After an up and down 2018 that saw MoviePass explode with subscribers for its all-you-can-eat filmgoing package and then almost run out of money before finding a profit, it's changing things up as of January 1st, 2019. As explained to USA Today, Variety and the New York Times, starting in January MoviePass will move to a three-tiered subscription system:
- This plan ranges from $10 to $15 (varying depending on the area* -- cheaper in the Midwest vs. more expensive in NYC and LA) and roughly continues the existing $9.95 plan with three movies per month from a limited selection of movies and days to see them.
- All Access
- The step-up tier ranges from $15 to $20 and keeps the three movie limit, but subscribers can see any movie they want (at participating theaters), at any time, as long as it's not in 3D.
- Red Carpet
- The most expensive plan ranges from $20 to $25 per month, and includes access to one IMAX, 3D or other large-format screening per month as part of the three movies
- The pricing differences are split into three zones, with Zone 1 at the minimum level, Zone 2 in between at $3 extra for Select and All-Access and $2 extra for Red Carpet, and Zone 3 at the maximum prices listed above.
With the new pricing, MoviePass said it can break even on the cost of tickets, as opposed to its previous business model where it actually lost money when a customer used the plan.

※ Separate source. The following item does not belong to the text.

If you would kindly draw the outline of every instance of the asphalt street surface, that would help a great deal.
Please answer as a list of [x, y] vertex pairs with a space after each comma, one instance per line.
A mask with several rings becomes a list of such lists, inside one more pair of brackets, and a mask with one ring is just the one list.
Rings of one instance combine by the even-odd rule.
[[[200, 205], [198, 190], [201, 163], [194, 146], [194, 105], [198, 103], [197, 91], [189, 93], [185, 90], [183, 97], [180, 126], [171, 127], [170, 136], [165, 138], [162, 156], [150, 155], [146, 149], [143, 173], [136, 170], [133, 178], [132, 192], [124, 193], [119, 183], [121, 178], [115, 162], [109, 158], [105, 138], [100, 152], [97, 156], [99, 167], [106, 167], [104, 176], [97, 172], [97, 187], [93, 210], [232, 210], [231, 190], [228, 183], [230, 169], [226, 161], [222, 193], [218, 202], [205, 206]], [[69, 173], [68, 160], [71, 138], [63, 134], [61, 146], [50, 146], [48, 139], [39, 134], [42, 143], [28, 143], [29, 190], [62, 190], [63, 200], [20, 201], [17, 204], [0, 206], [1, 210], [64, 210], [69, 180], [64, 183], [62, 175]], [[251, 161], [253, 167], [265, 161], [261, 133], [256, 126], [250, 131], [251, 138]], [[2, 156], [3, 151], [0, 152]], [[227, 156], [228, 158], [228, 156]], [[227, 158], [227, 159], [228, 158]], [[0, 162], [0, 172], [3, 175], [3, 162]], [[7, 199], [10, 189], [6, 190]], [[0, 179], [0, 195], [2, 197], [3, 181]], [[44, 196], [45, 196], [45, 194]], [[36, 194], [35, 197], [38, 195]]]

Of course, that's the balance that endeared it to customers for a time after it slashed prices last year. One thing it's trying to drum up business is a "Limited-Time Holiday Offer" selling All-Access or Red Carpet plans for a full year up front, with a discount offered to people who want to buy more than one ticket subscription. All-Access is $120 for 12 months and $99 for two or more, while Red Carpet costs $150 for a 12-month package, and $140 if you're buying two or more -- the offer is available starting today.
From its inception a few years ago the service had charged $50 and then $35 per month before setting things on fire last year. Now it's tough to see if people will stick around for a package that's not as favorable. Now with a new EVP, Khalid Itum, taking over daily operations from CEO Mitch Lowe, the company is focused on a more normal plan of trying to drive viewers into theaters at previously off-peak times, instead of simply underpinning an advertising operation based on analytics.